You touch many different and interesting concepts here.
First, deterministic means that the outcome of an experiment is fixed before doing the experiment. So even before doing an experiment, there is only one outcome which will happen and (in principle) we can predict this outcome. All of classical physics is deterministic. For example, when I throw a ball, I can (in principle) calculate exactly where it is going to land and how long it is going to take. When I flip a coin, I can calculate (in principle) what side of the coin is going to be up and what side is going to be down. However, the variables involved and the equations involved are so immensly complicated that we can never do these calculations. Furthermore, our measurements can never be done precisely enough to know exactly which state we are in now. This is where probability theory comes in. While flipping a coin, the outcome is predetermined exactly. But the outcome is unkown to us. Probability theory does give us some way of accessing some information about the coin flips.
As another example, the number 0.1234567891011121314151617... is called the Champernowne constant. It is completely determined, it is clear to everybody how exactly this number continues. However, if I ask you for the 1000th digit, then you would have to do a tedious calculation in order to find out. So again, the number is determined, but this determination is unknown to us. We can again use probability theory to study the number. So we can figure out the chance of getting a 1 as 1000th digit. This is also the idea behind pseudo-random number generators.
True random processes are very difficult to generate and do not exist in classical physics. However, they do come up in quantum mechanics. Whether the processes which come up are actually deterministic in some sense is currently unknown. Probability theory is currently the only tool available to study these processes.
You also mention cause. Here you must specify what exactly you mean with cause. The term is rather vague and philosophical. I don't even know if it is a meaningful term in science, but others probably know more.
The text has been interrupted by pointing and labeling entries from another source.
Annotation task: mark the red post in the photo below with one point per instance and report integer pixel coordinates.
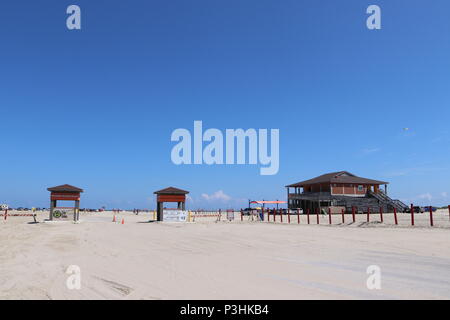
(431, 216)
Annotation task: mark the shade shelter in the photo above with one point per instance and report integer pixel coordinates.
(65, 192)
(170, 194)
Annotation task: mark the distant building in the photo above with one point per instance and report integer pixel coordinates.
(341, 190)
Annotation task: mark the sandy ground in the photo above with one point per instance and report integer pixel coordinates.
(207, 260)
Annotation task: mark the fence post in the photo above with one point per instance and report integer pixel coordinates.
(431, 216)
(317, 215)
(329, 215)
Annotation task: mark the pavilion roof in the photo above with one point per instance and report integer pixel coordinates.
(171, 190)
(337, 177)
(65, 188)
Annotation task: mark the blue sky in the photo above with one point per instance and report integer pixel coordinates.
(96, 107)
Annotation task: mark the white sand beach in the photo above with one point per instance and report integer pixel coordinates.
(208, 260)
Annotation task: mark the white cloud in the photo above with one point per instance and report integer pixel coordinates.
(370, 150)
(216, 196)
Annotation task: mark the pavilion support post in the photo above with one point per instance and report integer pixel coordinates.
(76, 214)
(159, 211)
(52, 207)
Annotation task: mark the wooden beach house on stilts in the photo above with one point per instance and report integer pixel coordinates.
(341, 190)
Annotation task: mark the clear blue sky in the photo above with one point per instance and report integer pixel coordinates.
(95, 108)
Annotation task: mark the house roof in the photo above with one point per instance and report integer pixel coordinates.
(65, 188)
(337, 177)
(171, 190)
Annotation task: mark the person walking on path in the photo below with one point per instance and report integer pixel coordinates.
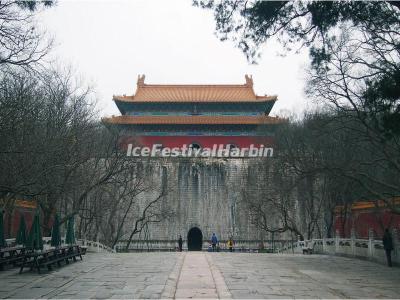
(388, 246)
(230, 244)
(214, 242)
(180, 243)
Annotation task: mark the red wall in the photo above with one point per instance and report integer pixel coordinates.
(363, 220)
(203, 141)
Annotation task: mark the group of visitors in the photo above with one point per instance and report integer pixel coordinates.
(387, 245)
(214, 243)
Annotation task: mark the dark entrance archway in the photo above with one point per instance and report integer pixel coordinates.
(195, 239)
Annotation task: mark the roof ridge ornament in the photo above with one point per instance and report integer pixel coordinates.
(249, 80)
(140, 81)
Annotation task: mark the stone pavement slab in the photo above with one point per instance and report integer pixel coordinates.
(262, 276)
(206, 275)
(100, 276)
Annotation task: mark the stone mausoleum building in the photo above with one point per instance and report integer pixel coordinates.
(206, 192)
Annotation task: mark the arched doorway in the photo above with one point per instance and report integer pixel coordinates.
(195, 239)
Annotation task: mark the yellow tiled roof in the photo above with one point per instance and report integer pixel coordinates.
(194, 93)
(229, 120)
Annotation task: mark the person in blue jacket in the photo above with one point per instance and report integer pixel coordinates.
(214, 242)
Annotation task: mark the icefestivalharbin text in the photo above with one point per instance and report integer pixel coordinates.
(157, 150)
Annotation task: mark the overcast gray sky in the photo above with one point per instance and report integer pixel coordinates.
(110, 42)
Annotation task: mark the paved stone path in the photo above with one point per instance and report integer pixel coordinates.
(206, 275)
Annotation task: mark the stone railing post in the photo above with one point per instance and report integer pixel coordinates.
(337, 238)
(396, 244)
(370, 243)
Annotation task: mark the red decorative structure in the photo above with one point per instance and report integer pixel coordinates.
(200, 115)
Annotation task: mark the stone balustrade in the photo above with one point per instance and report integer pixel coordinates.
(371, 249)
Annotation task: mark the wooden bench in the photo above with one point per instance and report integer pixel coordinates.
(12, 255)
(308, 248)
(50, 257)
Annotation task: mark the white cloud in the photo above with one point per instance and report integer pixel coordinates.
(111, 42)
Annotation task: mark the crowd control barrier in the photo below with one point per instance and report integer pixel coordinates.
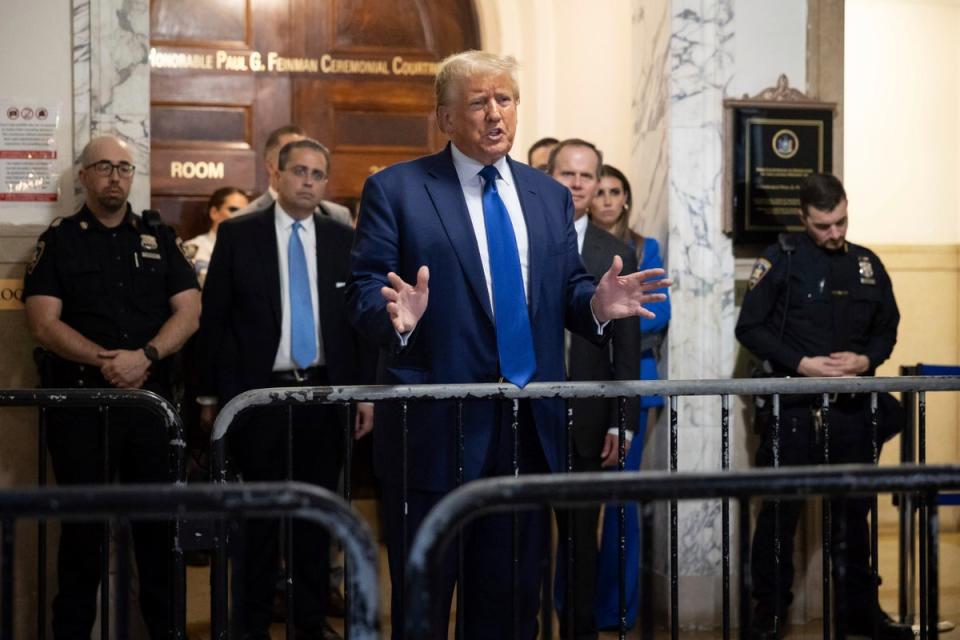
(824, 392)
(103, 400)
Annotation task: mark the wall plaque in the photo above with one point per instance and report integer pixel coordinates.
(773, 141)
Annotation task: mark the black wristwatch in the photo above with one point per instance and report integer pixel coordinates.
(151, 352)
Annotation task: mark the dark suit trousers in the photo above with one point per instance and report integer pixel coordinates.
(258, 446)
(139, 453)
(489, 604)
(584, 539)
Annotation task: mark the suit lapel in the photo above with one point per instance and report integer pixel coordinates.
(266, 242)
(537, 235)
(592, 254)
(443, 185)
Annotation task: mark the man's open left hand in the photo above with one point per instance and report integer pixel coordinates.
(624, 296)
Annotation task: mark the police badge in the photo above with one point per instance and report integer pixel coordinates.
(760, 269)
(866, 271)
(37, 253)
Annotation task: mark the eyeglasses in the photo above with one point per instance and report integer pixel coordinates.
(104, 168)
(301, 172)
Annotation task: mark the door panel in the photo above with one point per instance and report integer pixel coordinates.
(224, 74)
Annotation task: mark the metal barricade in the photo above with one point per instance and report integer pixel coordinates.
(122, 504)
(103, 400)
(442, 524)
(823, 388)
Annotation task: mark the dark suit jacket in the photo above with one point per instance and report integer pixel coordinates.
(414, 214)
(241, 316)
(619, 359)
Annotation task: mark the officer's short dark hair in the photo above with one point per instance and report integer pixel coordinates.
(273, 140)
(542, 142)
(822, 191)
(303, 143)
(574, 142)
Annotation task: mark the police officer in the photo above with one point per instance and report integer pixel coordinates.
(818, 305)
(111, 297)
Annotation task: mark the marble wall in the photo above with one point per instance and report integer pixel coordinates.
(111, 81)
(685, 65)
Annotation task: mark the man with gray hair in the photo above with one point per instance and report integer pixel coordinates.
(277, 139)
(494, 239)
(274, 316)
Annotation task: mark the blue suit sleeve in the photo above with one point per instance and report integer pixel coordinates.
(652, 260)
(375, 254)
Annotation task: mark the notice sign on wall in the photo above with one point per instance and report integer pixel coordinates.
(28, 151)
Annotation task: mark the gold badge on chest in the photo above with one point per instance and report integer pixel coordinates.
(866, 271)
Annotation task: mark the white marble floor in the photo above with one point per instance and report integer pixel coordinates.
(198, 612)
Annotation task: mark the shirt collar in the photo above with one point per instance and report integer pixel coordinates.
(580, 224)
(285, 221)
(468, 168)
(86, 215)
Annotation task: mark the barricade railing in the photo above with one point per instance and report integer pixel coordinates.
(913, 449)
(122, 504)
(103, 400)
(442, 524)
(822, 390)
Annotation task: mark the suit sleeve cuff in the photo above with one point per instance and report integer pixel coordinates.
(614, 431)
(601, 326)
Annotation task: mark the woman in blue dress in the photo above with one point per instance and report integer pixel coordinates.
(610, 210)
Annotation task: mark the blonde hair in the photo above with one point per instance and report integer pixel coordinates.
(467, 64)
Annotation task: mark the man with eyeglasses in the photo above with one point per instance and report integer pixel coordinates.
(274, 315)
(111, 297)
(277, 139)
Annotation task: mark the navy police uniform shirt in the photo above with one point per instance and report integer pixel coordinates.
(115, 283)
(813, 302)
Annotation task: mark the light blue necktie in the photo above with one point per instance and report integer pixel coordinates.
(514, 338)
(303, 338)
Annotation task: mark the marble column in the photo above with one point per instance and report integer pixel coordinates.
(111, 81)
(684, 56)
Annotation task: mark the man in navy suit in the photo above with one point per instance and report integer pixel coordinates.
(274, 315)
(427, 284)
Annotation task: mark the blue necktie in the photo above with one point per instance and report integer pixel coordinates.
(303, 338)
(514, 338)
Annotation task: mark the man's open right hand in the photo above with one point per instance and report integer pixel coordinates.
(406, 304)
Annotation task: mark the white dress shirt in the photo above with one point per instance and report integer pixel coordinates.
(283, 223)
(580, 226)
(468, 171)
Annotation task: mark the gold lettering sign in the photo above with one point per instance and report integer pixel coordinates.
(274, 62)
(11, 294)
(201, 170)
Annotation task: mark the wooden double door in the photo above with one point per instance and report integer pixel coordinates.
(356, 74)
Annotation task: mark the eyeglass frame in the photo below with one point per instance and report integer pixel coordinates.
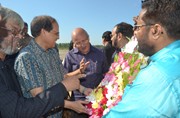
(14, 32)
(137, 27)
(83, 42)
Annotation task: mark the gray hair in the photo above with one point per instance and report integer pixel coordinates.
(8, 14)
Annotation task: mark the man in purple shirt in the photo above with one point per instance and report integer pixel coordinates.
(84, 51)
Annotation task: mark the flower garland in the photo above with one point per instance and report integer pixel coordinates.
(122, 71)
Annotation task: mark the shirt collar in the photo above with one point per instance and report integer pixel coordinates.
(162, 52)
(75, 50)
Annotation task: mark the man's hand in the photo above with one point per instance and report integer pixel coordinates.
(76, 106)
(72, 83)
(83, 65)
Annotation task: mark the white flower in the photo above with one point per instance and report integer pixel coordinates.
(129, 48)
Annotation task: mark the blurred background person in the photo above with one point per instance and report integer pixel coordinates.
(108, 49)
(26, 37)
(121, 34)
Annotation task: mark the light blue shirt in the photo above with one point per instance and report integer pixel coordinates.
(36, 67)
(155, 93)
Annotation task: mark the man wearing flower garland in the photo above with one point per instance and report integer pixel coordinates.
(155, 91)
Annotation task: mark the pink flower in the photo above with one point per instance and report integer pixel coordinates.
(122, 72)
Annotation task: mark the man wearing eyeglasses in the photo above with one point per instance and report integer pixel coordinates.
(120, 36)
(87, 53)
(12, 103)
(155, 92)
(38, 65)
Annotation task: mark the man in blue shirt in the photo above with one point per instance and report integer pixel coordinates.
(155, 93)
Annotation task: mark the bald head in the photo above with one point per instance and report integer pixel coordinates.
(81, 40)
(79, 32)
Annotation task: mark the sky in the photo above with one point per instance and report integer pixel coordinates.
(95, 16)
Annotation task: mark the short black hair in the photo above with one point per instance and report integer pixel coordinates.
(41, 22)
(107, 35)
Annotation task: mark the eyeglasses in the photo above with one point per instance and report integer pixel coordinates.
(13, 32)
(137, 27)
(82, 43)
(54, 32)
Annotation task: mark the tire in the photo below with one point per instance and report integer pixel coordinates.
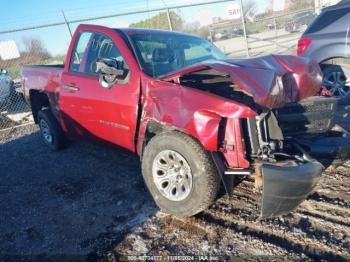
(336, 77)
(51, 130)
(197, 172)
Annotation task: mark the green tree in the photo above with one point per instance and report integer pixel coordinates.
(160, 21)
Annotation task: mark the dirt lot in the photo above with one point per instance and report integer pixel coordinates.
(88, 202)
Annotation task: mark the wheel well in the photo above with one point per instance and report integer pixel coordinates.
(38, 100)
(153, 128)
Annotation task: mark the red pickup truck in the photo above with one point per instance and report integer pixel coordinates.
(194, 117)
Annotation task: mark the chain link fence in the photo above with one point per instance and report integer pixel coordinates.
(269, 32)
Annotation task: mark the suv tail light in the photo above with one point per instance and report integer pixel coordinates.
(303, 43)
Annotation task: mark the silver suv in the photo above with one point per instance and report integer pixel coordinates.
(327, 40)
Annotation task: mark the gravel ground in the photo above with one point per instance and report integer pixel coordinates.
(88, 202)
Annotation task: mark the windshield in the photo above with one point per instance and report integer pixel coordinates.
(162, 53)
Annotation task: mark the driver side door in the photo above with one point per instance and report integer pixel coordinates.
(90, 111)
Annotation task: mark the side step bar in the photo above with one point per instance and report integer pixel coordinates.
(239, 172)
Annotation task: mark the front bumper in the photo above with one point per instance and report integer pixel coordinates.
(286, 185)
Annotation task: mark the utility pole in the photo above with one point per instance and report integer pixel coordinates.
(168, 15)
(67, 24)
(169, 20)
(244, 30)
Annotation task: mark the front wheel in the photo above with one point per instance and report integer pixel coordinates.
(179, 174)
(51, 130)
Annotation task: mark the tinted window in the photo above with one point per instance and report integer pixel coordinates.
(162, 53)
(326, 18)
(89, 48)
(79, 51)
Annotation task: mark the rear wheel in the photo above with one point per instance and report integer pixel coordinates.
(179, 174)
(336, 78)
(50, 129)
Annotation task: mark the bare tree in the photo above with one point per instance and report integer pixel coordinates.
(35, 47)
(250, 9)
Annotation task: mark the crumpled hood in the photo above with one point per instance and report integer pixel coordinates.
(271, 80)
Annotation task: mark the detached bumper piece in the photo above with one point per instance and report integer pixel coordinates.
(330, 147)
(286, 185)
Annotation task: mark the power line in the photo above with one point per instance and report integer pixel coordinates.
(82, 20)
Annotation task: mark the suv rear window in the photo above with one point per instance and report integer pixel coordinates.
(326, 18)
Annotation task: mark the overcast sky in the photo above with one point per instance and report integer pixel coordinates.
(26, 13)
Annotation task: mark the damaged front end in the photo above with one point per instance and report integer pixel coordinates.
(284, 171)
(277, 89)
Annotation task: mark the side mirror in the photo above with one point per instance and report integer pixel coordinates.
(110, 71)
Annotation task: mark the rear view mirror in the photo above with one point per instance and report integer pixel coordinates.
(109, 71)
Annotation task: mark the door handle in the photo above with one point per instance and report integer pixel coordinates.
(71, 88)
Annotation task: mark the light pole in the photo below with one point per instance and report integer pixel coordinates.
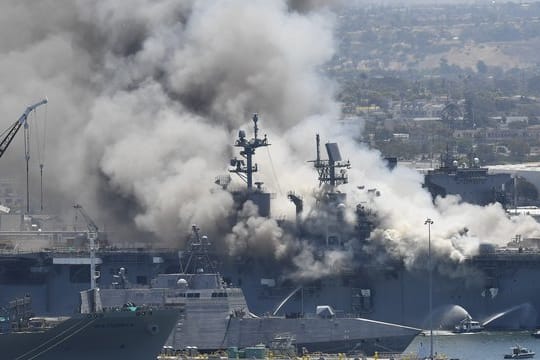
(429, 222)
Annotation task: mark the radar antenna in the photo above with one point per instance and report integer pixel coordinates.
(327, 168)
(246, 169)
(198, 259)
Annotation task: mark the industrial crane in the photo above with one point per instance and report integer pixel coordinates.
(92, 236)
(8, 135)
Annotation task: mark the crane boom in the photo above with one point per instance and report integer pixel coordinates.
(14, 128)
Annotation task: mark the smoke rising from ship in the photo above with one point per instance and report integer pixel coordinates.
(146, 98)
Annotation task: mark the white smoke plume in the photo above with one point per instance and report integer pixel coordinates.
(146, 98)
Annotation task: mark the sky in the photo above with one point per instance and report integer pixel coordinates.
(147, 97)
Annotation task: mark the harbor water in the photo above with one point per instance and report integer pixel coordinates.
(474, 346)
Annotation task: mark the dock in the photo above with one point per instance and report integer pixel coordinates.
(313, 356)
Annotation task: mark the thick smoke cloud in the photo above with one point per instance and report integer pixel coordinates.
(146, 99)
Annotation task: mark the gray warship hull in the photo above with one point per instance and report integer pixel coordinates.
(106, 336)
(323, 335)
(491, 284)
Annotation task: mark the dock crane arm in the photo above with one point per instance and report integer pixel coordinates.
(13, 129)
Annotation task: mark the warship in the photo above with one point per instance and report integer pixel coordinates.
(216, 316)
(497, 286)
(95, 333)
(470, 181)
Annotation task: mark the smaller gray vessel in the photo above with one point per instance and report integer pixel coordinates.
(112, 334)
(216, 316)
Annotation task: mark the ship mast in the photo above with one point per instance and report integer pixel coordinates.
(198, 260)
(327, 168)
(246, 169)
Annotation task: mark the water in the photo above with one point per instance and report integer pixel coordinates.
(477, 346)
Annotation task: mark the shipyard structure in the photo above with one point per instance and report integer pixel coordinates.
(497, 287)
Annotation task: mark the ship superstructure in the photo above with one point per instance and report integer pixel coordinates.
(470, 181)
(498, 283)
(216, 315)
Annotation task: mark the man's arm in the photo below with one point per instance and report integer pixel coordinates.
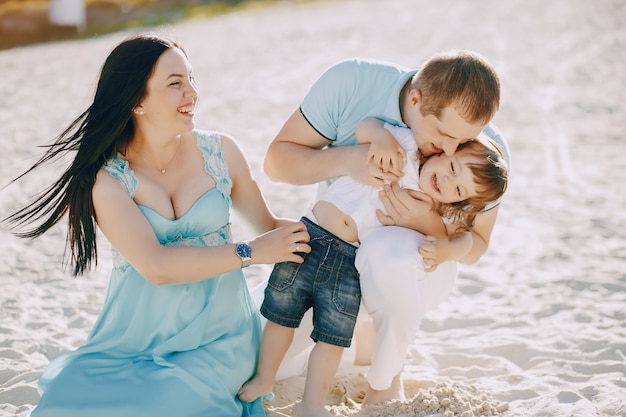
(297, 156)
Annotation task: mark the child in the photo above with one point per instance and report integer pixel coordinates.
(328, 281)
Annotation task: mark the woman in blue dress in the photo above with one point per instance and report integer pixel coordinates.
(178, 334)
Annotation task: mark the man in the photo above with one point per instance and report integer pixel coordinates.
(450, 100)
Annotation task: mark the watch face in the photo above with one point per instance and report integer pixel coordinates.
(243, 250)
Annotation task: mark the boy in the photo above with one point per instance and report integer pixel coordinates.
(328, 281)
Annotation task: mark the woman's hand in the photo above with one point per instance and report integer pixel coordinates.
(282, 244)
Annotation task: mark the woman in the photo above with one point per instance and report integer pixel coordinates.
(178, 333)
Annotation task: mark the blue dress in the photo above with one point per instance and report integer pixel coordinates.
(174, 350)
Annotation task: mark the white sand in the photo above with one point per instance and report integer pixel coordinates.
(536, 328)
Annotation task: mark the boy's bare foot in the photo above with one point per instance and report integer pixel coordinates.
(394, 392)
(254, 389)
(303, 410)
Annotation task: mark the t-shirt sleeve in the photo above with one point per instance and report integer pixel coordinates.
(328, 98)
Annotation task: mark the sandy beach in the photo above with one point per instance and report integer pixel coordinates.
(536, 328)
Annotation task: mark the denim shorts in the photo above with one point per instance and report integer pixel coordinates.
(327, 281)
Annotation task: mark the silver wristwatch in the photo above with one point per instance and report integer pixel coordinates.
(243, 250)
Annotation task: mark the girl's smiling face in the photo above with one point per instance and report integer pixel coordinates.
(448, 179)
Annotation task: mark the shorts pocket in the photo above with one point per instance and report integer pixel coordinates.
(283, 275)
(347, 291)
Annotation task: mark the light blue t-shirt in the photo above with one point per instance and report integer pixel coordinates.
(355, 89)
If we flip a coin 100,000 times and the number of heads match the number of tails 50-50% every time +/- some tiny variation, then how's that random outcome? Wouldn't it be truly random if we could flip 90% heads at one go and then 20% heads in another go just as easy, and just as easily as 40% heads, 1%, or 72%?
Yes, it is truly amazing that most of the processes we encounter satisfy the Law of Large Numbers. That is, if we repeat the experiment, then the averages will converge to a fixed number. This is still random because we have
no way of predicting one specific outcome. Whatever information we have about the probabilities is totally useless in predicting the outcome of next coin toss. This is what it means to be a random outcome. When you have done sufficiently many experiment however, then some order in the chaos does appear. But this only happens when you talk about the outcomes of many experiments at once.
Also, not all processes satisfy the Law of Large Numbers. One famous example is this experiment:
"Choose a number at random from ##(-\pi/2,\pi/2)## (where all numbers are equally likely). Then shine a light on a wall where the angle between the light and the wall is the number you have chosen. The outcome of the experiment is the place on the wall where the light hits"
This experiment has the curious property that the averages do not converge. This means that it does exactly what you described in your post: in one run, the average place where the light hits the wall can be entirely different from the the average place where the light hits in the second run. Even if you make the runs long enough, you will see no pattern in the average place where the light hits.
http://www.math.uah.edu/stat/applets/CauchyExperiment.html
Luckily for us, these types of situations are very rare.